Por Upiara Boschi Edição 04/03/2022
Agência Senado
Agência Senado

"Hecha la ley, hecha la trampa", diz o ditado em espanhol - "feita a lei, feita a armadilha", em tradução literal. O significado é óbvio: toda tentativa de regulamentação, normatização, moralização, acaba sendo acompanhada pela artimanha para que ela se torne ineficaz. Ou até piore. Estou recuperando o ditado porque dois temas relevantes da política brasileira em destaque esta semana têm na raiz as tentativas de resolver questões pertinentes com base em canetadas do Judiciário que geraram apenas subprodutos indesejados.

Começo pelo fundo eleitoral, o famigerado fundão de quase R$ 5 bilhões que vai custear as campanhas eleitorais deste ano. Aprovado marotamente pelo Congresso Nacional com resistência do Palácio do Planalto medida milimetricamente para não atrapalhar, o tema chegou ao Supremo Tribunal Federal (Stf) na quinta-feira por ação movida pelo Novo, que questionou os procedimentos legislativos utilizados para inflar o já polêmico fundo eleitoral da casa dos R$ 2 bilhões para o valor atual. Pesquisa recente mostrou que 90% da população rejeita o fundão. No pleno do Stf, o resultado foi 9 a 2 pela regularidade do aumento - mesmo que a maior parte dos ministros tenha criticado o exagero no aumento.

O fundo eleitoral é um saco sem fundo, perdoe o trocadilho. Por mais dinheiro que se coloque nele, é insuficiente para custear o tipo de campanha política que se pratica no Brasil. A ação do Novo era frágil e marqueteira, o Stf não tem culpa de tê-la rejeitado.

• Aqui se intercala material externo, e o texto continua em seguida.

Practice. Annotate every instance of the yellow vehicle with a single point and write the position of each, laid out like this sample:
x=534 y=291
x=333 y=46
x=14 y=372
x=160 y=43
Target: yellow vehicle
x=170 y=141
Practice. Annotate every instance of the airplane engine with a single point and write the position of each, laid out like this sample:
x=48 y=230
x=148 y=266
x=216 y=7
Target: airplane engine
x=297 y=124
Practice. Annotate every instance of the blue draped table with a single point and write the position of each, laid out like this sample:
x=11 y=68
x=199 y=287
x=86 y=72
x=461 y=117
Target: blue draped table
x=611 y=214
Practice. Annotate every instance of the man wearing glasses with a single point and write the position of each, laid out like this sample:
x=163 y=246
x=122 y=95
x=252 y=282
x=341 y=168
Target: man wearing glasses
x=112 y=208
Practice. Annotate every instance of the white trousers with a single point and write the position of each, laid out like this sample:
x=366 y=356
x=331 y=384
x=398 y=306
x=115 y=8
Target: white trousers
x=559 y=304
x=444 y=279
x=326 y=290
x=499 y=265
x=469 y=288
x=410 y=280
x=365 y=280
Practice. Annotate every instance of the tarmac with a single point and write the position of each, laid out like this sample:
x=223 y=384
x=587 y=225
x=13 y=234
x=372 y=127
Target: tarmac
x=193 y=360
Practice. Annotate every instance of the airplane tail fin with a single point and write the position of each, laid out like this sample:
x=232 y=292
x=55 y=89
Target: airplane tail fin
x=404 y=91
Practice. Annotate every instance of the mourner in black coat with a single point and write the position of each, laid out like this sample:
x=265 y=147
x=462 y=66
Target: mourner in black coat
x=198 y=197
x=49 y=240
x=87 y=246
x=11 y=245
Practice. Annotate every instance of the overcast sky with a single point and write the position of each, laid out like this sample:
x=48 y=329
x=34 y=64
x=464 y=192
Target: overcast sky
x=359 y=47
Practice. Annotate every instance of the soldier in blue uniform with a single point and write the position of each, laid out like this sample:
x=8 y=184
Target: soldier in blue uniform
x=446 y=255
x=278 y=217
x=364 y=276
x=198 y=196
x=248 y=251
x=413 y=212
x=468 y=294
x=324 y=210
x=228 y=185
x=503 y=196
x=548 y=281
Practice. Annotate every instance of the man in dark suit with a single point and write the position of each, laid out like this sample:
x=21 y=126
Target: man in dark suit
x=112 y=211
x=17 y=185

Mas tem culpa, sim, quando lá em setembro de 2015, os ministros resolveram dar alguma satisfação à reação da sociedade contra a revelação, pela Operação Lava-Jato, das espúrias relações entre políticos e doadores, e interpretaram criativamente a Constituição para proibir as doações de empresas nas campanhas eleitorais.

Não só jogaram fora o bebê junto com a água do banho, como mostraram certa ingenuidade em acreditar que a classe política ia substituir o pedido de dinheiro a empreiteiras pela venda de bottons de seus partidos. Os políticos desengavetaram a ideia do financiamento público, sempre rejeitada pela maioria da população, e iniciaram esse fundão que cresce desmedidamente a cada eleição. O Brasil um dia vai ter que discutir verdadeiramente o sistema eleitoral e seu financiamento. Essas gambiarras e remendos bilionários não têm como terminar bem.

Outra solução supostamente moralizadora implantada pelo Judiciário também gerou em gambiarra política em destaque esta semana. Desde quinta-feira, está aberta a janela de um mês para que deputados federais e deputados estaduais troquem de partido sem correrem o risco de perderem os mandatos. A chamada infidelidade partidária também foi proibida por decisão do Stf. Era novembro de 2008, outra decisão por 9 a 2. Mais uma vez, o Judiciário legislou, tomando iniciativa no vácuo parlamentar para moralizar a conduta política. E foi mais um esparadrapo.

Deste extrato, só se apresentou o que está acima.